Dr Smith stated that patients who underwent TAVR had larger aortic-valve areas and reduced rates of acute kidney injury, severe bleeding, and atrial fibrillation after 2 years. SAVR resulted in fewer major vascular complications and less paravalvular aortic regurgitation, as is typically the case.

Although the patients in this study were part of a lower risk category than cohorts of previous trials, these intermediate-risk patients belong to the highest-risk quintile of patients with aortic stenosis eligible for surgery in the United States.

“TAVR is a very reasonable alternative to surgery in intermediate-risk patients,” Dr Smith concluded.
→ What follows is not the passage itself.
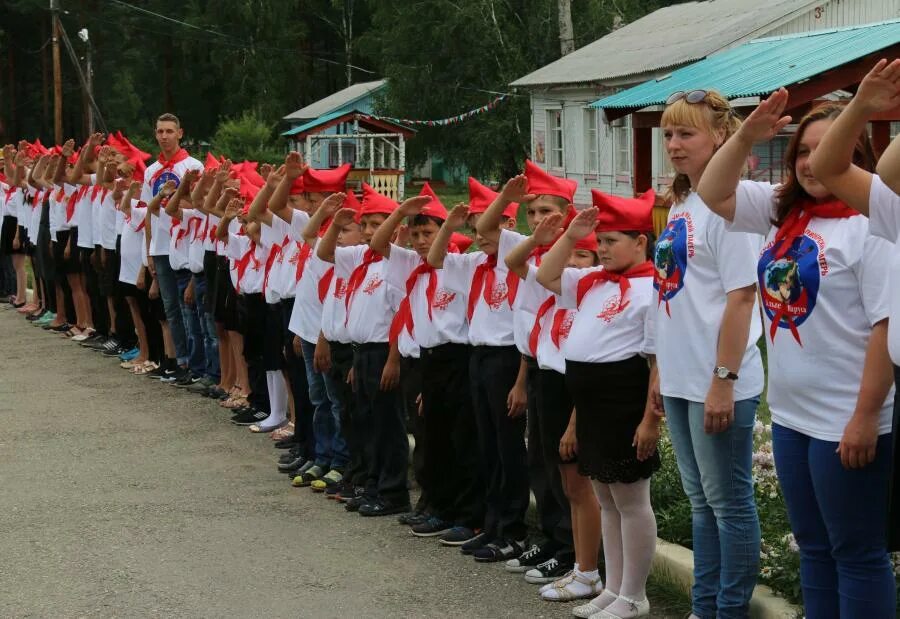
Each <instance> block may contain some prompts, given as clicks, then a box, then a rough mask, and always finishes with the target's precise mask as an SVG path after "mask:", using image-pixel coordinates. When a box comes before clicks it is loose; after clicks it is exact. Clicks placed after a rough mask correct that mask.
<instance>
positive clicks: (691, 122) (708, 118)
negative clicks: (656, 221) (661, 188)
mask: <svg viewBox="0 0 900 619" xmlns="http://www.w3.org/2000/svg"><path fill="white" fill-rule="evenodd" d="M676 125H681V126H683V127H694V128H696V129H699V130H700V131H703V132H705V133H707V134H709V135H710V136H716V134H719V133H724V135H723V140H722V142H723V143H724V141H725V140H727V139H728V138H730V137H731V136H732V135H734V134H735V133H737V130H738V129H739V128H740V126H741V119H740V117H739V116H738V115H737V114H736V113H735V111H734V110H733V109H732V107H731V104H730V103H729V102H728V99H726V98H725V97H723V96H722V95H721V94H720V93H719V92H718V91H715V90H709V91H707V94H706V98H705V99H703V101H701V102H699V103H688V102H687V100H686V99H683V98H682V99H679V100H678V101H676V102H675V103H673V104H672V105H669V106H668V107H666V109H665V111H664V112H663V115H662V118H661V119H660V121H659V126H660V127H667V126H669V127H673V126H676ZM690 192H691V179H690V178H688V176H687V175H686V174H676V175H675V178H674V180H673V181H672V184H671V185H669V188H668V189H666V192H665V194H664V195H663V198H664V199H665V201H666V203H667V204H674V203H678V202H683V201H684V199H685V198H687V196H688V194H689V193H690Z"/></svg>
He noted that the long-term durability of bioprosthetic transcatheter valves is uncertain, and further research should be conducted to include longer-term follow-up.


  1. Leon MB, Smith CR, Mack MJ, et al; for the PARTNER 2 Investigators. Transcatheter or Surgical Aortic-Valve Replacement in Intermediate-Risk Patients. N Eng J Med. 2016; doi: 10.1056/NEJMoa1514616.
  2. Smith CR. Transcatheter aortic valve replacement compared with surgery in intermediate risk patients with aortic stenosis: final results from the randomized placement of aortic transcatheter valves 2 study. Presented at the 65th Annual Scientific Session and Expo of the American College of Cardiology. April 2-4, 2016; Chicago, IL.